In the face of the global economic slowdown, inflation, rising interest rates and geopolitical stressors, markets everywhere turned bearish in 2022 and registered significant declines across regions, said the Paris-based research firm’s “World Report Series 2023: Wealth Management.”

As a result, global high-net-worth individual (HNWI) wealth dropped 3.6% to $83 trillion, the sharpest decline since the institute started tracking the data in 2013. And the number of such individuals dropped by 3.3% compared with the prior year, to 21.7 million, the report found.


In North America, however, the declines were more dramatic, with total HNWI wealth falling by 7.4% and the population by 6.9%.

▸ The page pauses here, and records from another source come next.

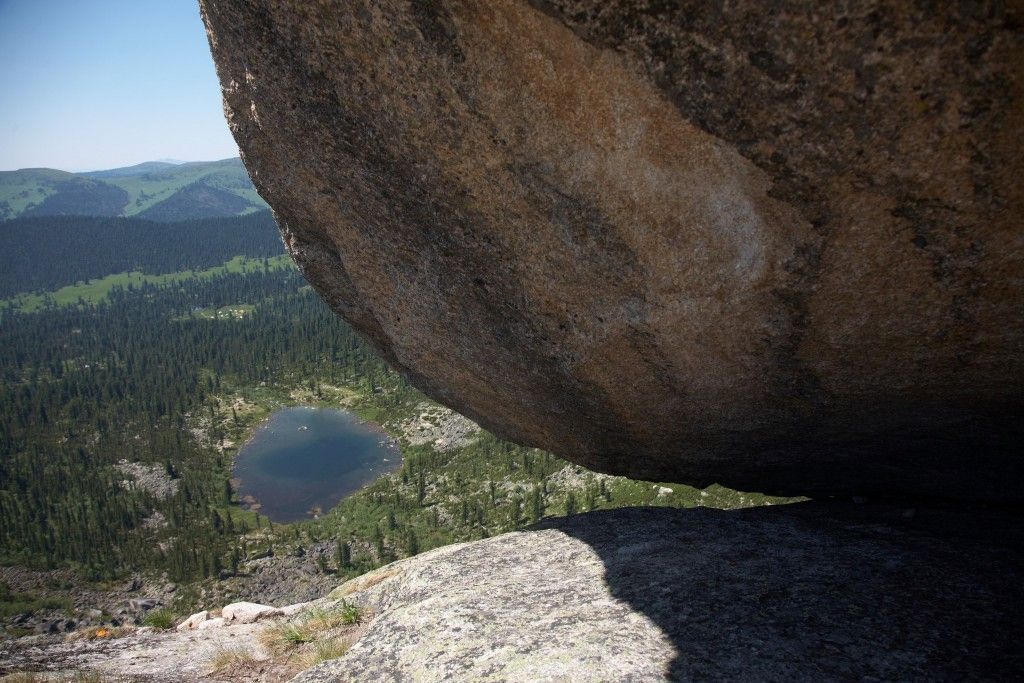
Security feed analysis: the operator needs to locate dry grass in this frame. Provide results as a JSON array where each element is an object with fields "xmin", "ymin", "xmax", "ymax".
[
  {"xmin": 260, "ymin": 599, "xmax": 364, "ymax": 657},
  {"xmin": 302, "ymin": 602, "xmax": 362, "ymax": 631},
  {"xmin": 253, "ymin": 599, "xmax": 364, "ymax": 676},
  {"xmin": 207, "ymin": 645, "xmax": 259, "ymax": 673},
  {"xmin": 1, "ymin": 672, "xmax": 109, "ymax": 682},
  {"xmin": 297, "ymin": 637, "xmax": 351, "ymax": 668},
  {"xmin": 258, "ymin": 622, "xmax": 315, "ymax": 656}
]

Around the world, portfolio investments shifted from growth to value, as 67% of HNWI made wealth preservation their top priority. The percentage of equities in portfolios dropped to 23% from 29% and fixed income to 15% from 18%, while cash and its equivalents jumped to 34% from 24%, the report said.


The global wealth management outlook wasn’t all bad, however. According to Capgemini, the number of affluent individuals—those with $250,000 to $1 million in investible assets—rose 2.3% to become a nearly $27 trillion demographic. Roughly 46% of these investors reside in North America.

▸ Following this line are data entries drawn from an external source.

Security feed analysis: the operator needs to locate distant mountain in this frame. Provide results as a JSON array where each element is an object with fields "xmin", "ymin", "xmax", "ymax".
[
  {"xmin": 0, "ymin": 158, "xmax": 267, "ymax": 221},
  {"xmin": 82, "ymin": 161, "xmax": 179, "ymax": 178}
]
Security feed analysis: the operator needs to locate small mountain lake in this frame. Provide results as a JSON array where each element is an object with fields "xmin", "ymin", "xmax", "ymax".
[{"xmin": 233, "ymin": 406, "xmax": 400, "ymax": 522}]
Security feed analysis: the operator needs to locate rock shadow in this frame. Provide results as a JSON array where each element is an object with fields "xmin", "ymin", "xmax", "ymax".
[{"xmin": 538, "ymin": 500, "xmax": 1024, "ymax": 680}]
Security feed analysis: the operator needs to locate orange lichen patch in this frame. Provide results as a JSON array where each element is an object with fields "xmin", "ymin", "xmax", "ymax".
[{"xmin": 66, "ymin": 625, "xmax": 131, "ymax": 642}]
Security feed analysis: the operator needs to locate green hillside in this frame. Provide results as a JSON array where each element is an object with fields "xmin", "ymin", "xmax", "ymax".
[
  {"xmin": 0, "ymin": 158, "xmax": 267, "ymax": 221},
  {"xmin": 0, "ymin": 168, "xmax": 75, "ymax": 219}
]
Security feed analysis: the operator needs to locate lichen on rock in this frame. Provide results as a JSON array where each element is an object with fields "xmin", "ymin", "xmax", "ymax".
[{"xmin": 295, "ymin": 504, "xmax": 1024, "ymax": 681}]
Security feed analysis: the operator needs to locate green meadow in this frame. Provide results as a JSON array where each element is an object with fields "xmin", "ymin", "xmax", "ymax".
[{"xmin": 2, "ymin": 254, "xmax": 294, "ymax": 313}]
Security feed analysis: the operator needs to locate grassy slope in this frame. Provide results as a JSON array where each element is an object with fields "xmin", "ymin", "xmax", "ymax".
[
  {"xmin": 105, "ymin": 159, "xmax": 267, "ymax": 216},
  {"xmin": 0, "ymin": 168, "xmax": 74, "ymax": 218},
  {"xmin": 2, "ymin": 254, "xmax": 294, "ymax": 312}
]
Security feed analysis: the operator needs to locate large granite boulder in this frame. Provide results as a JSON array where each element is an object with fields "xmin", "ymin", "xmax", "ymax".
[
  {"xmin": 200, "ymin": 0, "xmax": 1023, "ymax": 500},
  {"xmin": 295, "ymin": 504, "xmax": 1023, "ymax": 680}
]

“Wealth management firms hesitate to target and serve the segment because of profitability concerns,” the report said, labelling the affluent as “the next opportunity.” “Embracing new business models may offer providers with a solution.”


For example, accelerating digital transformation to free up advisor and relationship manager time, developing AI-driven tools and augmenting platforms with self-service opportunities could allow firms to reach the affluent market early in their accumulation phase with an eye toward a closer relationship in the future, Capgemini said.

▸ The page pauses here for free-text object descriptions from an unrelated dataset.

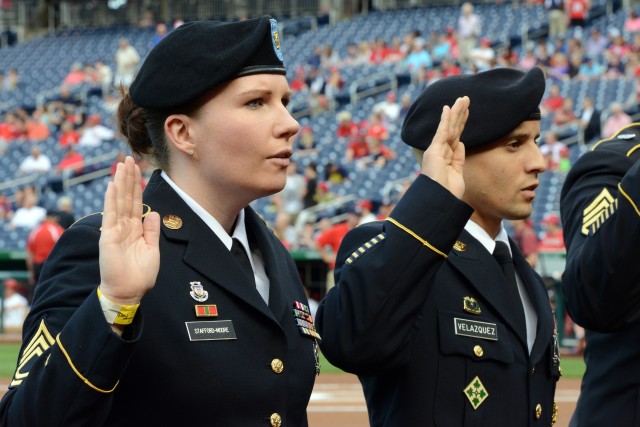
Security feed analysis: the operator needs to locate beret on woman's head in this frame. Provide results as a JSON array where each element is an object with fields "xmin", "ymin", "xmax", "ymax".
[
  {"xmin": 401, "ymin": 67, "xmax": 546, "ymax": 151},
  {"xmin": 129, "ymin": 16, "xmax": 286, "ymax": 110}
]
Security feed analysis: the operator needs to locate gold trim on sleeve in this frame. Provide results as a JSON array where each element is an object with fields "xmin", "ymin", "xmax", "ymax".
[
  {"xmin": 55, "ymin": 334, "xmax": 119, "ymax": 394},
  {"xmin": 385, "ymin": 217, "xmax": 447, "ymax": 258},
  {"xmin": 618, "ymin": 183, "xmax": 640, "ymax": 217}
]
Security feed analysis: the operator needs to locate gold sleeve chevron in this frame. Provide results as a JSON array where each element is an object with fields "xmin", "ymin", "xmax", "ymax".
[
  {"xmin": 10, "ymin": 319, "xmax": 55, "ymax": 387},
  {"xmin": 582, "ymin": 188, "xmax": 617, "ymax": 236},
  {"xmin": 346, "ymin": 233, "xmax": 386, "ymax": 265},
  {"xmin": 385, "ymin": 217, "xmax": 447, "ymax": 258}
]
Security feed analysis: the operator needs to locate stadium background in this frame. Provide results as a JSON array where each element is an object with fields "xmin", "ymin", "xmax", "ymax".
[{"xmin": 0, "ymin": 0, "xmax": 635, "ymax": 424}]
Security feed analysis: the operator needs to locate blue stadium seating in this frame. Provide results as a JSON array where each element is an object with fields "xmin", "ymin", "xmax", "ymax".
[{"xmin": 0, "ymin": 2, "xmax": 636, "ymax": 250}]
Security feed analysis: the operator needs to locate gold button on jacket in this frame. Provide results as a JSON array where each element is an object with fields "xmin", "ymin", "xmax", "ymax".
[
  {"xmin": 271, "ymin": 358, "xmax": 284, "ymax": 374},
  {"xmin": 270, "ymin": 412, "xmax": 282, "ymax": 427}
]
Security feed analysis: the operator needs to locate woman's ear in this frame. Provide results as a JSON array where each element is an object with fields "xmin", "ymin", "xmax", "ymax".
[{"xmin": 165, "ymin": 114, "xmax": 196, "ymax": 157}]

ESG continues to be of high interest to HNWIs, with 63% saying they had asked for reliable and traceable ESG scores for their investments. Yet nearly 50% of wealth managers said they need more ESG information to effectively engage with their clients and 40% said they needed more data themselves to understand ESG impacts.


And when it comes to their relationships with their advisors, 71% of HNWIs would like to see the firm offer value-added services such as tax planning, inheritance advice and estate planning. But only half thought their advisory would be able to deliver fuller service, and this is one area where clients and advisors were in alignment. Half of wealth managers reported that personalizing client services to this extent was challenging.


One reason could be that workflow is still bogged down by manual processes, the report found. Advisors and relationship managers spend roughly two-thirds of their time on non-core activities that do not generate revenue and only one-third on pre-sales and client interactions.


The Capgemini survey was taken in January 2023 and included more than 3,171 high-net-worth participants, 3,203 affluent participants and more than 895 wealth managers, wealth management executives and relationship managers. Produced in partnership with Aon’s Client Insight group, the survey covered high-net-worth investment behavior, value-added services and preference for wealth management providers.